While domestic and inbound M&A figures have remained rather subdued compared with outbound statistics, the market can take some comfort from the fact that France is seen as the sixth most attractive country for investment on a global stage, according to the April 2017 EY Global Capital Confidence Barometer.

The private equity picture

Among those more confident about the prospects for French deals are private equity (PE) players, with 2016 showing a record year for private equity buyouts by volume at 238 deals, although value paints a somewhat less exciting picture. “There has been a strong trend for lower mid-market companies in France to start expanding internationally and they are looking to PE to help them,” said Charles Diehl, managing partner at Activa Capital. “They want to capture growth internationally, as France has been slow to emerge from the post-crisis slump.”

This confidence was mirrored by a strong year for fundraising in the industry last year, with a 51% increase on 2015 totals to €14.5 billion, according to the French private equity association AFIC. Bumping up the totals were international investors committing to French firms—they made up 45% of funds raised, higher than the 10-year average of 37%. “The results of this annual survey confirmed the trends observed at the end of the first half of 2016,” said Thierry Dartus, partner and head of transaction advisory at Grant Thornton. “These showed a bump in activity across all private equity market segments.”

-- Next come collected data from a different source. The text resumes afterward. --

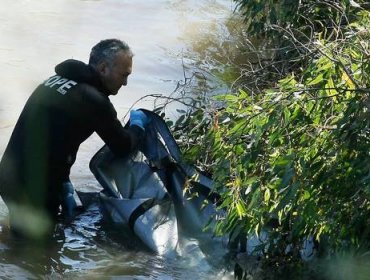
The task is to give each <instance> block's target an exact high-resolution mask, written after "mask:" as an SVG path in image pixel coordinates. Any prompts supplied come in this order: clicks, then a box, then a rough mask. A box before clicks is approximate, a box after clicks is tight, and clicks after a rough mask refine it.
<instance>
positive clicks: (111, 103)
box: [76, 83, 114, 111]
mask: <svg viewBox="0 0 370 280" xmlns="http://www.w3.org/2000/svg"><path fill="white" fill-rule="evenodd" d="M76 90H77V91H79V94H80V95H81V99H82V102H84V103H85V104H89V105H90V106H92V107H94V108H95V110H99V111H101V110H103V111H106V110H108V111H112V110H113V111H114V107H113V104H112V103H111V102H110V100H109V98H108V96H106V95H105V94H104V93H102V92H101V91H99V90H98V89H97V88H95V87H94V86H92V85H90V84H87V83H78V85H77V86H76Z"/></svg>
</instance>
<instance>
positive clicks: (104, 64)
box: [96, 62, 108, 76]
mask: <svg viewBox="0 0 370 280" xmlns="http://www.w3.org/2000/svg"><path fill="white" fill-rule="evenodd" d="M96 69H97V70H98V72H99V73H100V75H103V76H105V75H106V74H107V71H108V65H107V64H106V63H105V62H101V63H99V64H98V66H97V67H96Z"/></svg>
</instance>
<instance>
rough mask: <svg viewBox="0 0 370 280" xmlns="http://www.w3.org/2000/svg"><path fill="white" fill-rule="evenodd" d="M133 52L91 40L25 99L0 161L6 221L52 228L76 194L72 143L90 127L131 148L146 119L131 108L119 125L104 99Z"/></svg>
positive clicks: (15, 231)
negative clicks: (127, 117) (129, 114)
mask: <svg viewBox="0 0 370 280" xmlns="http://www.w3.org/2000/svg"><path fill="white" fill-rule="evenodd" d="M132 57H133V54H132V52H131V50H130V48H129V46H128V45H127V44H126V43H124V42H122V41H120V40H117V39H108V40H103V41H101V42H100V43H98V44H97V45H96V46H94V47H93V49H92V51H91V54H90V60H89V64H88V65H87V64H85V63H83V62H80V61H77V60H67V61H64V62H62V63H61V64H59V65H57V66H56V67H55V72H56V75H54V76H52V77H50V78H48V79H47V80H46V81H45V82H44V83H42V84H41V85H39V86H38V87H37V88H36V90H35V91H34V92H33V93H32V95H31V96H30V98H29V99H28V101H27V103H26V105H25V107H24V109H23V111H22V113H21V115H20V117H19V119H18V121H17V124H16V126H15V128H14V131H13V133H12V136H11V138H10V141H9V143H8V146H7V148H6V150H5V153H4V154H3V157H2V160H1V163H0V195H1V196H2V198H3V199H4V201H5V203H6V204H7V206H8V208H9V217H10V225H11V227H12V228H13V230H14V231H15V232H18V233H20V234H23V235H28V236H30V235H31V236H32V235H33V236H38V235H43V234H44V233H45V232H48V230H49V229H50V228H51V225H52V224H53V221H55V218H56V217H57V215H58V214H59V211H60V206H62V213H63V214H64V216H65V217H66V218H68V219H69V218H71V217H72V216H73V210H74V207H75V202H74V199H73V191H74V190H73V186H72V184H71V183H70V180H69V173H70V169H71V166H72V165H73V163H74V162H75V159H76V153H77V150H78V148H79V145H80V144H81V143H82V142H83V141H85V140H86V139H87V138H88V137H89V136H90V135H91V134H92V133H93V132H96V133H97V134H98V135H99V136H100V137H101V138H102V139H103V140H104V142H105V143H106V144H107V145H108V146H109V148H110V149H111V150H112V151H113V152H114V153H115V154H116V155H120V156H124V155H127V154H128V153H130V152H131V151H132V150H134V149H135V147H136V145H137V144H138V142H139V140H140V138H141V137H142V136H143V134H144V129H145V125H146V123H147V119H146V117H145V114H144V113H143V112H141V111H131V112H130V127H129V128H127V129H126V128H123V127H122V125H121V122H120V121H119V120H118V119H117V113H116V111H115V109H114V107H113V105H112V103H111V102H110V101H109V98H108V96H109V95H115V94H117V93H118V90H119V89H120V88H121V86H123V85H124V86H125V85H126V84H127V78H128V76H129V75H130V74H131V71H132Z"/></svg>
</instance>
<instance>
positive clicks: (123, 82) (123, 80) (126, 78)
mask: <svg viewBox="0 0 370 280" xmlns="http://www.w3.org/2000/svg"><path fill="white" fill-rule="evenodd" d="M122 85H123V86H126V85H127V77H125V78H123V81H122Z"/></svg>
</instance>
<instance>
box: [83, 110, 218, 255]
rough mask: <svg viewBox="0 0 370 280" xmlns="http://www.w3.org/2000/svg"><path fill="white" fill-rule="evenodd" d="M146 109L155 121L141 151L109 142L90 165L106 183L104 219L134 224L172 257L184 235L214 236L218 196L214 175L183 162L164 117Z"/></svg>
mask: <svg viewBox="0 0 370 280" xmlns="http://www.w3.org/2000/svg"><path fill="white" fill-rule="evenodd" d="M142 111H143V112H144V113H145V114H146V116H147V117H148V118H149V119H150V123H149V125H147V127H146V129H145V137H144V139H143V141H142V142H141V143H140V145H139V147H138V150H137V151H135V152H134V153H132V154H130V155H129V156H126V157H116V156H115V155H114V154H113V153H112V152H111V151H110V149H109V147H108V146H104V147H103V148H101V149H100V150H99V151H98V152H97V153H96V154H95V155H94V157H93V158H92V160H91V162H90V169H91V171H92V173H93V174H94V176H95V177H96V179H97V180H98V182H99V183H100V184H101V186H102V187H103V190H102V191H101V192H100V194H99V198H100V199H99V200H100V205H101V209H102V211H103V214H104V217H106V218H108V219H109V220H111V221H112V222H113V223H115V224H122V225H127V226H129V227H130V228H131V230H132V231H133V232H134V234H135V235H136V236H137V237H139V239H141V240H142V241H143V243H144V244H146V245H147V247H149V248H150V249H151V250H153V251H154V252H156V253H159V254H161V255H169V254H173V253H175V252H176V251H178V246H179V244H181V242H180V239H182V240H189V238H197V239H198V240H199V239H203V240H204V239H211V238H212V230H211V229H210V230H209V231H208V232H207V231H204V228H205V226H206V225H207V224H208V223H209V222H210V221H211V220H212V218H213V217H214V216H215V215H216V214H217V210H216V205H215V203H216V201H217V199H218V195H217V194H215V193H213V192H212V180H211V179H210V178H208V177H206V176H204V175H203V174H201V173H200V172H198V171H197V170H196V169H195V168H194V167H192V166H189V165H186V164H184V163H182V161H181V152H180V150H179V148H178V146H177V144H176V142H175V140H174V139H173V137H172V135H171V133H170V131H169V129H168V127H167V125H166V124H165V122H164V121H163V119H162V118H161V117H160V116H158V115H157V114H155V113H153V112H151V111H147V110H142ZM128 125H129V124H128ZM83 197H84V195H80V198H81V201H82V203H83V204H86V203H87V202H86V201H84V199H83Z"/></svg>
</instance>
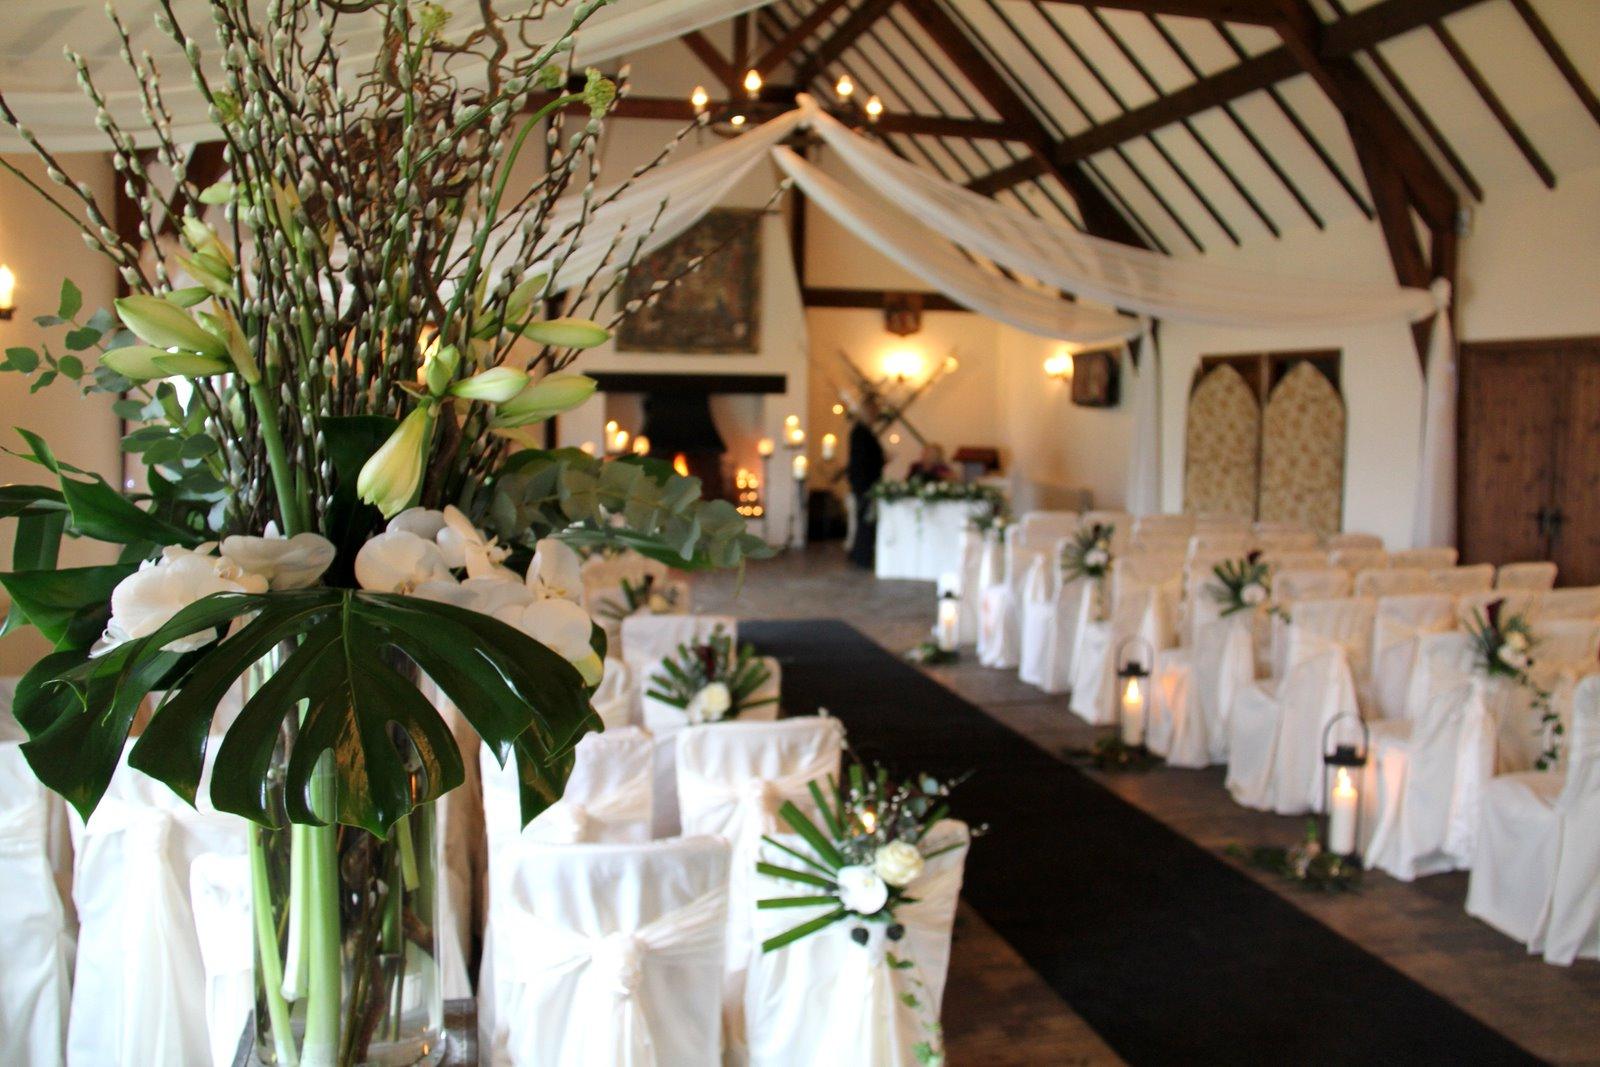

However, the private equity numbers for Q1 2017 were down from the previous year, with just US$1.12 billion in value recorded for the period across 66 deals, suggesting a slowdown in confidence among firms. “The election has certainly slowed deal activity for the early part of the year,” said Diehl. “But not because of uncertainty. It has been more in terms of anticipation of tax reforms that were promised by François Fillon and Emmanuel Macron.”

Over the hurdle?

Emmanuel Macron’s recent electoral victory and his commitment to stay in the EU are likely to be encouraging factors for companies looking to carry out deals in the latter half of the year. The prospects for the rest of the year look promising, certainly in terms of inbound M&A, according to Diehl. “We did see some interest from international acquirers in the early part of 2017,” he said. “These were buyers with a longer term view, who weren’t so concerned with short-term election volatility. However, we will see more international interest now that the elections are behind us—this will be largely at the higher end of the market.”